Emergency 911 service has been successfully tested in all Yukon communities, the legislature heard this week. But the service must be approved by the Canadian Radio-television and Telecommunications Commission before it can be launched.
Community Services Minister Brad Cathers provided the information Tuesday in a response to an unrelated question from Liberal Leader Sandy Silver.
“I’d like to begin by providing the member with an update on the fact that yet another area he has attacked government on, 911 – and which we have, through the good work of the department as well as NorthwesTel – has been tested in all Yukon communities,” said Cathers. “Were it not for the fact that we’ve been informed by the CRTC that we need to go through a regulatory process before activating it, we would currently, right now, have 911 in place in all Yukon communities.”
The service would require the person calling to press “1” to call police, “2” to call an ambulance and “3” for the fire department, Cathers said.
This would be an interim measure, as the government continues to work towards having centralized dispatch for the whole territory, Cathers said in an interview Thursday.

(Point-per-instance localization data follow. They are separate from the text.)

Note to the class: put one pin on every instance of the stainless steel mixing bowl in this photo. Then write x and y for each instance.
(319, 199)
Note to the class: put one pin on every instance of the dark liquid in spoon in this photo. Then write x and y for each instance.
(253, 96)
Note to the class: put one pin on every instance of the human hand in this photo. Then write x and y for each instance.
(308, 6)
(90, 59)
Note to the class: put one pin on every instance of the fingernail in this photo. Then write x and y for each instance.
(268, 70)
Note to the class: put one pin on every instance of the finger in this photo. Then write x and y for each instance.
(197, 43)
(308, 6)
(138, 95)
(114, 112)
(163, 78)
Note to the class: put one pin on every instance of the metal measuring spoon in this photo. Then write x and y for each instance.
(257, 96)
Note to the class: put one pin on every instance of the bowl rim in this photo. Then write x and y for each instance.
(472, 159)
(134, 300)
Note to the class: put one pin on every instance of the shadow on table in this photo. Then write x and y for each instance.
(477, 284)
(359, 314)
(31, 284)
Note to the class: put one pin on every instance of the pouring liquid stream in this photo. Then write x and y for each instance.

It would only work on landlines, because there are additional challenges related to calling 911 from cell phones that have yet to be worked out, he said.
Before turning the service on, NorthwesTel would have to submit a tariff application to the CRTC, according to a letter from the commission.
There would be a 25-day period for public comment followed by a chance for NorthwesTel to reply. Then the commission would evaluate all the information and make a decision. The costs to date of getting the service set up have been minimal, said Cathers. It would be up to the CRTC to determine if a 911 service fee would be added to customers’ bills.